The second alleged violation is of 60.04(1)(o) which states that a judge “must cooperate with other judges as members of a common judicial system to promote the satisfactory administration of justice.”
The complaint also alleges a violation of 60.02, which requires judges maintain themselves with dignity and independence.

Prosser did not immediately return a call for comment. According to a statement released Friday and attributed to Prosser, the Justice said he is innocent.

“The charges filed by the Judicial Commission are partisan, unreasonable, and largely untrue,” Prosser wrote in the statement. “They will be vigorously contested because I am innocent.”

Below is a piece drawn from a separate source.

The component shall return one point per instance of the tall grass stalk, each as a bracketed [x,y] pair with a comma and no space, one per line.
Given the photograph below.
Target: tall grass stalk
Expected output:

Bradley had accused Prosser of putting her in a chokehold in front of four other justices during a June discussion about a lawsuit challenging Gov. Scott Walker’s law eliminating most public workers’ union rights.

According to the complaint, Bradley asked Prosser to leave her chambers after which time she said he “put his hands around my neck, holding my neck as if he were going to choke me.”

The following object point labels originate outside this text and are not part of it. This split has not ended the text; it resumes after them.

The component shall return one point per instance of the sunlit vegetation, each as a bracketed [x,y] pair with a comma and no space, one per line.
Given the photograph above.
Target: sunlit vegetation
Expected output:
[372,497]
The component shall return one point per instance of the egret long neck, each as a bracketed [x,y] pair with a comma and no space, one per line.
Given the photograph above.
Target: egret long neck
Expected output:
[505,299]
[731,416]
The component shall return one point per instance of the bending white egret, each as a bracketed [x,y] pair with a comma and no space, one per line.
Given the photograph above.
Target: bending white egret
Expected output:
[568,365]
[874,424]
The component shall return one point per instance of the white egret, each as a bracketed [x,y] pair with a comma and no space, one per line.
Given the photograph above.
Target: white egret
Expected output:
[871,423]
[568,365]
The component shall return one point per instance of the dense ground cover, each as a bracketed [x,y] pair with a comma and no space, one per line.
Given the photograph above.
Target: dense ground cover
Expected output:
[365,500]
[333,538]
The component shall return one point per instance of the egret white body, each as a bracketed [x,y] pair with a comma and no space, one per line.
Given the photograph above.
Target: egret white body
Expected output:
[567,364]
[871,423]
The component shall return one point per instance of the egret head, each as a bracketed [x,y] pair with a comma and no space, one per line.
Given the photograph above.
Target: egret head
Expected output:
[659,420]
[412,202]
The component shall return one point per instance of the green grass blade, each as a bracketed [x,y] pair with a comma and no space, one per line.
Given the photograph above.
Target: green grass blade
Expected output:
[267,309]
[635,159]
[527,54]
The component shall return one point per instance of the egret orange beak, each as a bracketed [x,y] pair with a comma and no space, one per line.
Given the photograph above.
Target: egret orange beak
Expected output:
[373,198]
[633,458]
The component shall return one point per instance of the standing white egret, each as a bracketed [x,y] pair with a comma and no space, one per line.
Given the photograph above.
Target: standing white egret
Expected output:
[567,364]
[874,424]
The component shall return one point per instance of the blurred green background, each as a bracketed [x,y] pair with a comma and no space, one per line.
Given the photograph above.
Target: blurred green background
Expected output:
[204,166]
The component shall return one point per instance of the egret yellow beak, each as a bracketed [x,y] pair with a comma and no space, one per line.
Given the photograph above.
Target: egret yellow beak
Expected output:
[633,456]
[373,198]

In July, Dane County Sheriff’s Department officials questioned Prosser, but criminal charges were never filed as a result of the altercation.

The Judicial Commission began investigating the allegations last November.

The complaint also references Prosser’s prior tendencies towards “lack of proper decorum and civility”, specifically when in Feb. 2010 he allegedly told Chief Justice Shirley Abrahamson, in the presence of the other justices, “You are a total bitch.”

Gimbel said he sent a letter to Wisconsin Court of Appeals Chief Judge Richard Brown on Wednesday, requesting appointment of a three-judge panel to hear the complaint.

“There is no indication of when that might happen,” Gimbel said.

The formal complaint marks the third time in the past five years that the Judicial Commission has pursued ethics cases against Wisconsin Supreme Court Justices.

Justice Annette Ziegler received a public reprimand in 2008 from her colleagues for failing to recuse herself in 11 cases when she served as a Washington County Circuit Court Judge.

In 2010, the justices deadlocked, 3-3, on whether Justice Michael Gableman violated the ethics code for allegedly lying in a televised 2008 campaign advertisement.

Should the three-judge panel recommend discipline against Prosser, the state Supreme Court will have the final say in the matter. The options for the court include censure, public reprimand, suspension or dismissal.

“The Judicial Commission has no position in terms of sanctions,” Gimbel said. “The Supreme Court has the singular authority to impose sanctions.”